Ele se aproxima. Vejo o revólver na sua mão. Mordi os lábios por dentro. Devia ter
comido algo antes de sair de casa. Quem sabe meu estômago parasse no lugar.
— Faz o quê? Duas semanas?

— Talvez…

— Era só pra entregar e ir embora. — Gritou, vindo em minha direção. Recuei até
tropeçar no sofá. Sentia que era o menor ser do universo.

Ele riu com gosto. A menina do outro dia saiu de traz de uma das cortinas. Segurava
um celular. Estavam filmando.

— Tinha que se ver, parceiro. Tinha que se ver.

— Porra, cara… faz isso não. Quase morri agora, velho.

— É, parceiro, tem que ficar esperto. A mina ligou aqui de novo. E pediu mais
bagulho. E pediu você na entrega.

Ele ria, mas com certeza também não deve ter gostado da situação.

— E você atende ela por quê? Não é pouca coisa pra você?

— Vendo em atacado e varejo, parceiro. E ela tinha meu número de uma conhecida
dela e tal. Mas aí, me conta, tu não fez nada de errado lá, né? Não andou jantando por lá, nem
nada assim, né?— Passou a mão na narina.

— Não, cara. Sabe que não sou disso.

— Espero que sim. Faz o seguinte… Vai lá, entrega o bagulho e descobre que porra
ela quer. Esse tipo de coisa é estranho. Estranho demais. Todo cuidado é pouco. Tu deve
saber.

Concordei. Peguei a encomenda, uma quantidade bem maior que a primeira entrega e
saí.

— Como vai teu moleque? — Amarelo falou.

Larguei a porta com força antes de ir embora. O barulho da batida ecoando no


corredor me deu um pouco de satisfação.

***
Dessa vez ela demorou menos para abrir a porta. Usava roupas mais próprias de ficar
em casa, um shorts velho e uma camisa apenas. Seus cabelos soltos. Usava alguma
maquiagem.

— Está pedindo bastante para quem não é acostumada a usar. — Falei. Preparava
uma carreira.

— É? — Ela respondeu sem interesse. Andava de um lado para o outro da sala, mal
prestando atenção em mim. O tipo de pessoa fraca e idiota que se perderia na cocaína. Tinha
certeza disso.

O apartamento era grande, ao contrário da tendência atual de diminuir os espaços. A


sala onde estávamos um dia chegou a ser bonita. No tempo da avó da atual proprietária,
talvez. Agora era possível ver partículas de poeira voando pela sala. Os moveis estavam
tomados pelo pó, além de gastos. A última faxina deve ter ocorrido durante a passagem de
Vargas pelo Paraná em 1930.

Ela mandou a carreira para dentro. Sentou-se ao meu lado e ficou a me encarar, com
uma expressão que tentava ser simpática. Fiquei incomodado. Senti minha respiração acelerar
uns vinte quilômetros. Uma gota de suor percorreu minhas costas.

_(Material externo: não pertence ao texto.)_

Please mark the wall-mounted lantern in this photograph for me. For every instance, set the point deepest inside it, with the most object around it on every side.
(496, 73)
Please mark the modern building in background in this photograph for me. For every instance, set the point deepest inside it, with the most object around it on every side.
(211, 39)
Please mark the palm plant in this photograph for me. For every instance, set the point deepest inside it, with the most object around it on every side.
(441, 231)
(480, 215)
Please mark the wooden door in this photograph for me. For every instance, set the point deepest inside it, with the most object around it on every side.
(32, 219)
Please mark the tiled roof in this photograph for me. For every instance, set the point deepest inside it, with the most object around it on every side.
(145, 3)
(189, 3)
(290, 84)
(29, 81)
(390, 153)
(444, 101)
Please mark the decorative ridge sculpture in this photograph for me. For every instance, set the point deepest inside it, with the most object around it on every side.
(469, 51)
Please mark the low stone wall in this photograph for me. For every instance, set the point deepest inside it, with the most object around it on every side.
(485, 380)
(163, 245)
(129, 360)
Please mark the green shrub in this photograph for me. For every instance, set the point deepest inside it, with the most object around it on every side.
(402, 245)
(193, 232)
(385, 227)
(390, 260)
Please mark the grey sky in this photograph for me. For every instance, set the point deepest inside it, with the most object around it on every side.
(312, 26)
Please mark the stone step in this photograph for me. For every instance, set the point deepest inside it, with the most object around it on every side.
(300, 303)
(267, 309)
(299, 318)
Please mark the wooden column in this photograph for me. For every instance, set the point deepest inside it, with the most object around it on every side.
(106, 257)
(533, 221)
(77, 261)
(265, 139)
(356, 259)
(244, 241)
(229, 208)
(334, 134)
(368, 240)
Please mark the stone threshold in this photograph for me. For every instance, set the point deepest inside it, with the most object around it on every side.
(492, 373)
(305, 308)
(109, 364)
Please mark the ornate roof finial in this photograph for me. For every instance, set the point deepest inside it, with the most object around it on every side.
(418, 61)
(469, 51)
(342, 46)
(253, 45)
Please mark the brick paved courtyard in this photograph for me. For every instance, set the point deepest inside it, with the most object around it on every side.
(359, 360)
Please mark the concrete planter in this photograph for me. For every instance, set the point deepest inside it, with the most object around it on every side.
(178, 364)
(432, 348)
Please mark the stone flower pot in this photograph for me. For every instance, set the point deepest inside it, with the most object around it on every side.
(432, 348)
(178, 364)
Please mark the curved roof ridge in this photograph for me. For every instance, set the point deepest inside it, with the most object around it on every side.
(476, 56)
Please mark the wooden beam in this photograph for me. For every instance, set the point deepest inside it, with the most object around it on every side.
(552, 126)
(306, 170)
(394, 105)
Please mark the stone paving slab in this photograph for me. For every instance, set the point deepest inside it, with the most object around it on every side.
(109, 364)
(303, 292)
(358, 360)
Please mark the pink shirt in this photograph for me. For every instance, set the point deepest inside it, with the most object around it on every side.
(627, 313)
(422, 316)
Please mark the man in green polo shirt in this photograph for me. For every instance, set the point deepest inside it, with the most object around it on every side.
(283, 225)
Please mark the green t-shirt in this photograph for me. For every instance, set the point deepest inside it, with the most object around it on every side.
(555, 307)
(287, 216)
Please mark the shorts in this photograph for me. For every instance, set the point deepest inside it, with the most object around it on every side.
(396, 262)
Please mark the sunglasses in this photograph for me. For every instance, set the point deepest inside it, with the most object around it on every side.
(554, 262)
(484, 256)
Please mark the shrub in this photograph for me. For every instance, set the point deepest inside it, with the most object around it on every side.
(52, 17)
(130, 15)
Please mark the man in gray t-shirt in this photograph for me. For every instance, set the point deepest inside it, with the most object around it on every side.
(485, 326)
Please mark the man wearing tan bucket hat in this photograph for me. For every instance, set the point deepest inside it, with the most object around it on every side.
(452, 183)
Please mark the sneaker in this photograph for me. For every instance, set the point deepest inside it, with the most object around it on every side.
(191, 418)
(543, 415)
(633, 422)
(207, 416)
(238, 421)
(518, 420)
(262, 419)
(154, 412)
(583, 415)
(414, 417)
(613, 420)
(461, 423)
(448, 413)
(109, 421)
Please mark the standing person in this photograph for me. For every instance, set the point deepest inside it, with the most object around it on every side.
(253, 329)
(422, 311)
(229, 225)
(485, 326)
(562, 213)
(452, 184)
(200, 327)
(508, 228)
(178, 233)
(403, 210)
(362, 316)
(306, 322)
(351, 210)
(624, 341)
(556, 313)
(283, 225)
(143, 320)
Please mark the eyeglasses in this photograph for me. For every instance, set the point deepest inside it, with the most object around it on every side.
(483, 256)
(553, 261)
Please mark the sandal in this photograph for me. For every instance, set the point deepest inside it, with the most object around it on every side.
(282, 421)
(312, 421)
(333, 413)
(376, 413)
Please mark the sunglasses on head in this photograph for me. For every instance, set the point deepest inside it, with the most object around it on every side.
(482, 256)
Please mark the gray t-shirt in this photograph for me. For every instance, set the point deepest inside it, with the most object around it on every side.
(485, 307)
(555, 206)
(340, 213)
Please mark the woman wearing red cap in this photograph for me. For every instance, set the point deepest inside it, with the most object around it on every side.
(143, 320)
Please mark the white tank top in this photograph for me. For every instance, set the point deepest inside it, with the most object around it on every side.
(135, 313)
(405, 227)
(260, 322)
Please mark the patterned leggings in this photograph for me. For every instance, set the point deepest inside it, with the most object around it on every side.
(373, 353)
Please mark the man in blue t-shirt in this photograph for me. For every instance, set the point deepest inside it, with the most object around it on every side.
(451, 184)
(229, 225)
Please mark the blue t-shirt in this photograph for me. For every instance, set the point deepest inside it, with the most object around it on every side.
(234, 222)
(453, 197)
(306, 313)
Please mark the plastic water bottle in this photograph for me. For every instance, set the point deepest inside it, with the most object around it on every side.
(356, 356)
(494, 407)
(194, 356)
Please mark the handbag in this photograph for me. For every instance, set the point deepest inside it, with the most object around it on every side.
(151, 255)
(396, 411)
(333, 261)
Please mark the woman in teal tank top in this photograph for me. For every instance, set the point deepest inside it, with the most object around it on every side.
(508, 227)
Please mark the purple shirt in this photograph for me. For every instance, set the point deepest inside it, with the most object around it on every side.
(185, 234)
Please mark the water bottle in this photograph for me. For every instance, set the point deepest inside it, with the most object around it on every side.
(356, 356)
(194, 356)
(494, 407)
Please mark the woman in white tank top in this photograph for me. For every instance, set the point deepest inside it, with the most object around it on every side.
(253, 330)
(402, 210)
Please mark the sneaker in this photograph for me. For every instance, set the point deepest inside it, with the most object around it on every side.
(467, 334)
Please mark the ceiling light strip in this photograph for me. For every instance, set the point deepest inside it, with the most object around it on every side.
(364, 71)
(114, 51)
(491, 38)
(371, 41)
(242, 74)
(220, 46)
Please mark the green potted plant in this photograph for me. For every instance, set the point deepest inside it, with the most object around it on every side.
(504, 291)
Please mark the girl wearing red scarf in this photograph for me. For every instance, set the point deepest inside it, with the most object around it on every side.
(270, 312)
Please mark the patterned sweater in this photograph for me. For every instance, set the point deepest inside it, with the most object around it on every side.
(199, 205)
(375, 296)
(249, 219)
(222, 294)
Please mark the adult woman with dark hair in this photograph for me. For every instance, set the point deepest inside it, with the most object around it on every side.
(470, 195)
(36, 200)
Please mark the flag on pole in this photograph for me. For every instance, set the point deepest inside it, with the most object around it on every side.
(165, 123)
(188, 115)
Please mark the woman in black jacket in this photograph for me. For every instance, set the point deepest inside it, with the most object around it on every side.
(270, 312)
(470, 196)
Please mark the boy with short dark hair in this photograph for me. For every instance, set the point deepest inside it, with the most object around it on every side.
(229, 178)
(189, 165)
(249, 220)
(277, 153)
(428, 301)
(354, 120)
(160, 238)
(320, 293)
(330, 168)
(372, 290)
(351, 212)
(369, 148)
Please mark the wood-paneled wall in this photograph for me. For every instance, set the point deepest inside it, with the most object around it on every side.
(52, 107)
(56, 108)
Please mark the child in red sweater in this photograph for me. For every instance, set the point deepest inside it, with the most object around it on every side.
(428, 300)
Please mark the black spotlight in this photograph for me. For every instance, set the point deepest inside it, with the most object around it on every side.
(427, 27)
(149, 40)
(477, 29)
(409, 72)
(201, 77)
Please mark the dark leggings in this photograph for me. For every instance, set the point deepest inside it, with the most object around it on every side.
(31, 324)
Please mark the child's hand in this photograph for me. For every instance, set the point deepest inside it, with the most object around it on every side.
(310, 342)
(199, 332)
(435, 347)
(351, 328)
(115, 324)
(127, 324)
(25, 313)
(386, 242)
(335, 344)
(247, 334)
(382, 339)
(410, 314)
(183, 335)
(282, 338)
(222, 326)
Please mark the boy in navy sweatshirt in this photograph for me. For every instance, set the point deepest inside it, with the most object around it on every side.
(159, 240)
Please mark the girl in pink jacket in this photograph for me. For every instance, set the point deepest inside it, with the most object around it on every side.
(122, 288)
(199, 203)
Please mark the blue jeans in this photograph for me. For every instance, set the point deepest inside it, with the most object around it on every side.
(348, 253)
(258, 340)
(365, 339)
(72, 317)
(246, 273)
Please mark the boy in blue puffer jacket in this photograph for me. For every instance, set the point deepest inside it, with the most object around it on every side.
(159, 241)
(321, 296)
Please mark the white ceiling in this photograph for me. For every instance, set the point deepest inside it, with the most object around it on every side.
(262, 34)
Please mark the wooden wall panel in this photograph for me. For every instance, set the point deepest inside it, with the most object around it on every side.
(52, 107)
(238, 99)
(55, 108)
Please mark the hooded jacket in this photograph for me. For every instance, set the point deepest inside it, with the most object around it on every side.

— Faz muito tempo que está nesse negócio? — Ela começou.

— O suficiente.

Ela deu um risinho. Ria com facilidade e de qualquer coisa, mesmo se não tivesse
graça. Seu rosto também convulsionava menos agora. Sua resistência à droga parecia ter
aumentado.

— Meu nome é Bárbara. — Continuou.

— Prazer.

Eu gastava meu tempo olhando para a tatuagem em sua coxa. Gostava daquele
desenho marcado contra sua pele, branca em excesso. Deve ter percebido meu olhar, pois
apoiou um dos cotovelos no desenho e colocou o rosto de volta na minha altura.

— Não vai me dizer o seu?

— Faz diferença? Nomes são apenas nomes.


— Claro que faz. Você está meio arredio.

Engoli um pouco de saliva. Precisava escolher bem as palavras. Não queria ofender
ninguém, mas como bem sabemos, muitas vezes a intenção passa longe do resultado obtido.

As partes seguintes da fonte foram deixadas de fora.